- Born: 3 March 1912 St Davids, Pembrokeshire, Wales
- Died: 17 December 2024 (aged 112 years, 289 days) Llandeilo, Carmarthenshire, Wales
- Occupation: Nurse
- Known for: Oldest living person in Wales (9 September 2021 – 17 December 2024)
- Children: 1

= Mary Keir =

Welsh supercentenarian (1912–2024)

Mary Keir (3 March 1912 – 17 December 2024) was a Welsh supercentenarian who, until her death, was the oldest living person in Wales and the second oldest living person in the United Kingdom, after Ethel Caterham.

== Biography ==
Keir was born in St Davids, Pembrokeshire.

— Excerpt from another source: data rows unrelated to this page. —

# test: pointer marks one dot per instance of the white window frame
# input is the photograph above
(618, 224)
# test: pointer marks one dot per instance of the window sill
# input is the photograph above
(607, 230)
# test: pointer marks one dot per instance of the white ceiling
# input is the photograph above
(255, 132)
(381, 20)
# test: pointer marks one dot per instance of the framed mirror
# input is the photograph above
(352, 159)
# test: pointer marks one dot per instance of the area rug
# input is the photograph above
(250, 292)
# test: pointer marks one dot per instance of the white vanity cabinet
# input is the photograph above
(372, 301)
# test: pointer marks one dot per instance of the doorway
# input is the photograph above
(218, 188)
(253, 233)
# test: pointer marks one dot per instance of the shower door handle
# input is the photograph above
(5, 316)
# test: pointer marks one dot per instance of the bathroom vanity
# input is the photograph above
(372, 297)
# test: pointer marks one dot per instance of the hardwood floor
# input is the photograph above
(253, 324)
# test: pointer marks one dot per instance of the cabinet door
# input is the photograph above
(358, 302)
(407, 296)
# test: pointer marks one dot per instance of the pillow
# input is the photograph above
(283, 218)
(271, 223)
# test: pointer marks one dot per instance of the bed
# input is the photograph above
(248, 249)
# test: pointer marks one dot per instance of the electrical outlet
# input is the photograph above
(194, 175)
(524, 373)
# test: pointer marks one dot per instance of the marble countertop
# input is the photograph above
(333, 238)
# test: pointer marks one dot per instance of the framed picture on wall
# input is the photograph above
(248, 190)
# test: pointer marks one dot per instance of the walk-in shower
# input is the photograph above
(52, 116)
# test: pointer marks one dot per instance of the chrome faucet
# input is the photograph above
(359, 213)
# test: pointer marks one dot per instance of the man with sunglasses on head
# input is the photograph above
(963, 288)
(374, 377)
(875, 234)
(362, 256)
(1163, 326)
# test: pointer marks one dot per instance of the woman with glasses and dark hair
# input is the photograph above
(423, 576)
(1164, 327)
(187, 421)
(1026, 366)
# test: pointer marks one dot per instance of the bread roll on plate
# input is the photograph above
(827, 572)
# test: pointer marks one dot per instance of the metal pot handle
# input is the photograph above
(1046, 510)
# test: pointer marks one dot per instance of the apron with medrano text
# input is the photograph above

At age 21 she moved to Cardiff to work at Llandough Hospital where she worked as a ward sister. She worked in the hospital during World War II and survived the Cardiff Blitz. After meeting her husband Douglas, she moved to Llansteffan, Carmarthenshire, where she worked as a ward sister and district nurse. She lived in Llansteffan independently until just before her 100th birthday.

Keir lived at Awel Tywi Residential Home in Llandeilo, Carmarthenshire for 12 years until her death. She enjoyed music and was a pianist. She was survived by her son.